It took years for Kevin Dwyer to make his family realize that folk music is more than Joan Baez and Bob Dylan. Much more.
“It’s not just the Newport Folk Festival in the 60s, it goes beyond that,” Dwyer said.
He would know. As executive director of the Lowell Folk Festival, which runs July 29-31, Dwyer works within the broadest definition of folk, one that includes bluegrass, Argentine tango, gypsy jazz, western swing, balafon West African and dozens of other styles.
“Folklore is about oral traditions that are passed down from generation to generation, from one member of the community to another,” Dwyer said. “It’s not something learned in school or studied in college, you have to be a member of a community to learn (many folk styles), whether learning from a grandparent or as a as a member of a specific church. At the festival in 2019 we saw polka and blues bands and Irish music, but we also saw Tuvan throat singing and Indian Kuchipudi (dance).

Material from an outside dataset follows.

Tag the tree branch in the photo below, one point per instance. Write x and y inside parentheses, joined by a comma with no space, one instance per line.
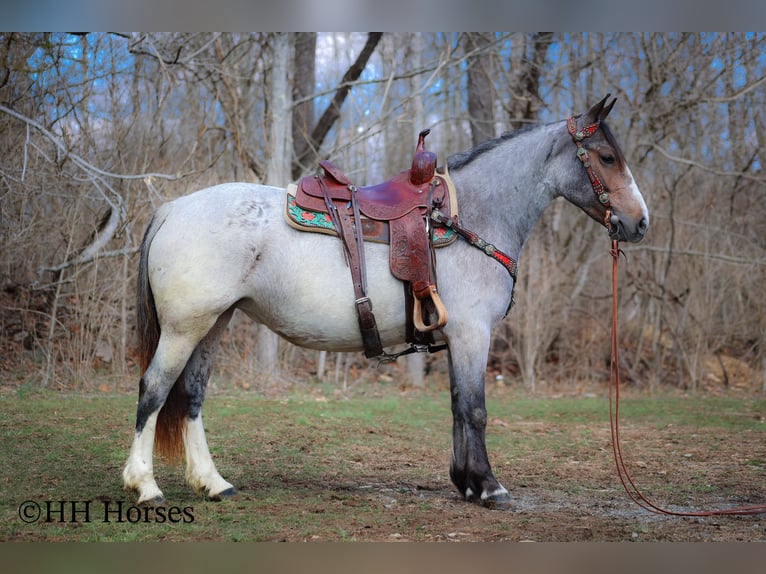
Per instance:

Celebrating its 35th anniversary, the Lowell Folk Festival is unlike anything else in the region (and arguably the country). It is the oldest free folk festival in the country, with about twenty acts on four stages and three days. Spread across downtown Lowell, the festival features 18 food stalls run by local non-profit community groups, as well as instrument maker showcases, arts and crafts stalls and an entertainment area. family activities.
(Dwyer points out that the entire festival is free, but donating a few bucks as you wander from stage to food stall to stage goes a long way to ensuring the success of the 2023 event.)
There are many reasons to come – perogies, handmade jewelry, demonstrations in the art of carving water drums. But it always comes back to the music.
“When you see a performer from a musical tradition, even one you’ve never heard of, I can guarantee that performer is on the shortlist of the best in the country for what they do,” Dwyer said. . “We really do our homework to bring the best.”
Prior to being the festival’s executive director, Dwyer worked as a stage manager at the festival. Before that, he covered the event as a college DJ. Naturally, he has a wide range of tastes, but he admits to being a fan of Latin American dance music and has recently dabbled in oud music – the oud is a lute-like instrument played in the Middle East and Asia western.
“We have a pair of Armenian oud players coming to the festival and one of them is a very young guy who grew up here,” he said. “It’s a unique phenomenon in a generation in this oud tradition. We were planning on having him in 2020, when he was still a teenager, but we couldn’t make the festival. So now we have him as a student and we’re so excited to finally see him play.
Of course, combining music with food and culture always produces the best results.
“I had a moment in 2018 or 2019 where I was eating Filipino food while watching a Greek band on stage and about to hit the streets to check out a Puerto Rican dance band,” Dwyer said. “It’s really fun to see all these different things come together at the same time.”
Plan your visit to the Lowell Folk Festival at Lowellfolkfestival.org.